08 May, 2026

Direktori Inovasi

5 mins read

Ketik kata kunci untuk mencari inovasi yang sesuai

Pencarian Inovasi

654

GELIMASJIWO (Gerakan Peduli Masyarakat Sehat Jiwo)

Jenis Instansi: KABUPATEN

Instansi: Pemerintah Kabupaten Bantul

UPP: Puskesmas Kasihan II

Wilayah: DI Yogyakarta

Penghargaan: TOP 99/2020

Tahun: 2020

Kategori SDG’s: Kehidupan Sehat dan Sejahtera

Tag: partisipasi masyarakat, kesehatan

Hasil Riset kesehatan dasar tahun 2013, prevalensi Orang Dengan Gangguan Jiwa (ODGJ) tertingi di Indonesia ada di provinsi D.I Yogyakarta. Angkanya 2,7 per mil. Tahun 2017 Puskesmas Kasihan II memiliki data ODGJ sebanyak 248 orang. Angka ini tertinggi di Kabupaten Bantul.

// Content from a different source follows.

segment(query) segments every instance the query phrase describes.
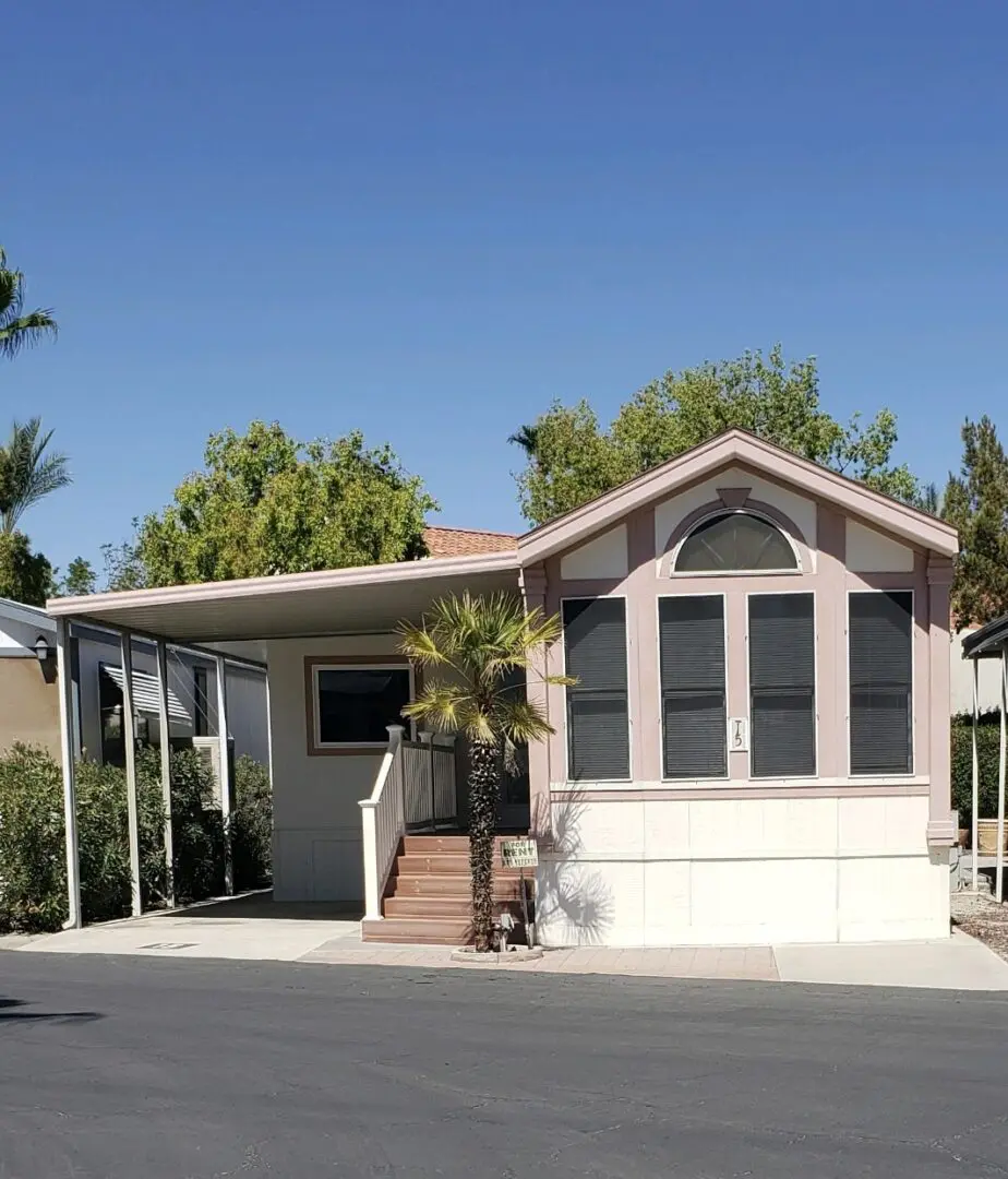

Salah satu penyebab persoalan ini adalah rendahnya keterlibatan masyarakat dan dukungan lintas sektor. Padahal, penanganan ODGJ memerlukan kepedulian semua pihak terutama orang-orang di sekitarnya agar mereka dapat pulih dan kembali fungsi sosialnya.
Rendahnya kepedulian masyarakat menga kibatkan masalah kompleks pada ODGJ. Antara lain menggelandang, kekerasan seksual, tidak mandi, terkurung ataupun dipasung, tidak mempunyai dokumen kependudukan serta mengalami stigma ODGJ berbahaya, menakutkan dan menjijikkan.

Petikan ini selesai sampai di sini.